Potassium channel blocking properties of propafenone in rabbit atrial myocytes.

Propafenone, a class 1c antiarrhythmic agent, is known to be a potent blocker of voltage-dependent sodium channels; however, several clinical actions of the drug point toward possible potassium channel blocking capability. The present experiments were designed to assess the extent and potential mechanisms of potassium channel blocking properties of propafenone. Whole-cell voltage-clamp techniques were used to define the actions of propafenone on the transient outward current (Ito), the delayed rectifier current (Ik) and the inward rectifier current (Ik1) in isolated rabbit atrial myocytes. Propafenone blocked all three currents, with the extent of blockade being independent of test potential During depolarizing voltage steps, block of Ito and Ik developed as an exponential function of time, consistent with time-dependent open channel blockade. The rate constant of block onset was concentration dependent.
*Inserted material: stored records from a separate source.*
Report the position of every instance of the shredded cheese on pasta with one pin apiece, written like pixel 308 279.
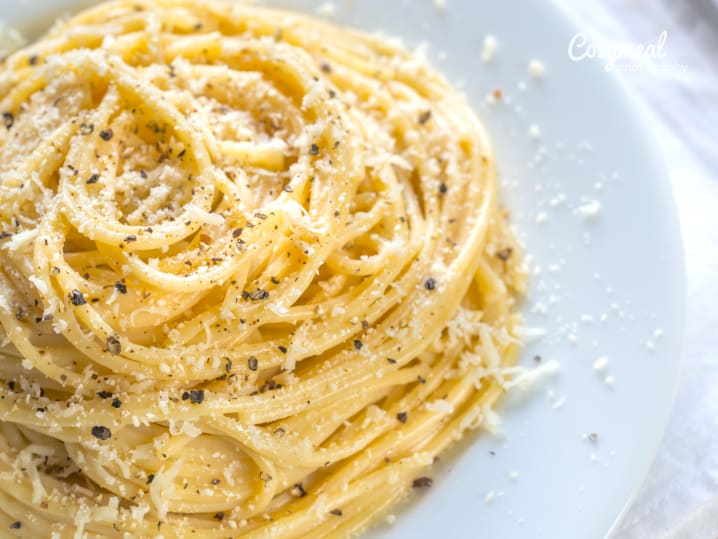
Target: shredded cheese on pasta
pixel 254 275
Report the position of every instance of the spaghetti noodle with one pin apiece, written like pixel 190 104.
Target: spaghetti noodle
pixel 254 276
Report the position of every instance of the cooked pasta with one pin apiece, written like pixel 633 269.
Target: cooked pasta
pixel 254 276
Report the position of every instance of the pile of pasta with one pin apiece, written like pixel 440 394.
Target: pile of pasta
pixel 254 276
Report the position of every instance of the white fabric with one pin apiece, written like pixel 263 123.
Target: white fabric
pixel 679 499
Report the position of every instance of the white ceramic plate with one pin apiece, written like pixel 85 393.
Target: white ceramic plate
pixel 609 286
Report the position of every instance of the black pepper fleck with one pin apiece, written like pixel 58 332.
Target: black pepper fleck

The inactivation of Ito was a monoexponential function of time under control conditions, with a time constant averaging 19.1 +/- 1.3 msec (mean +/- S.E.) at +10 mV. Propafenone accelerated Ito inactivation, resulting in a biexponential process having time constants of 5.1 +/- 0.9 (P < .001 vs. control) and 23.5 +/- 2.0 msec (P = N.S. vs. control) at 5 microM and 3.4 +/- 0.5 (P < .001 vs. control) and 28.5 +/- 4.3 msec (P = N.S.) at 10 microM concentrations, respectively. The rapid phase inactivation time constants were of the same order as time constants for the onset of block (3.1 +/- 0.6 and 1.8 +/- 0.3 msec at 5 and 10 microM respectively), suggesting that the acceleration of Ito inactivation was due to open channel block by the drug. The IC50 for blockade was substantially less for effects on Ik (0.76 microM; 95% confidence limits 0.44-1.30 microM) than for Ito (5.91 microM; 95% confidence limits 4.19-8.33 microM) or Ik1 (7.10; 5.24-9.61 microM). We conclude that 1) propafenone is an efficacious potassium channel blocker; 2) propafenone blockade of time-dependent potassium currents is open-state dependent; and 3) propafenone block of potassium currents is relatively selective for Ik.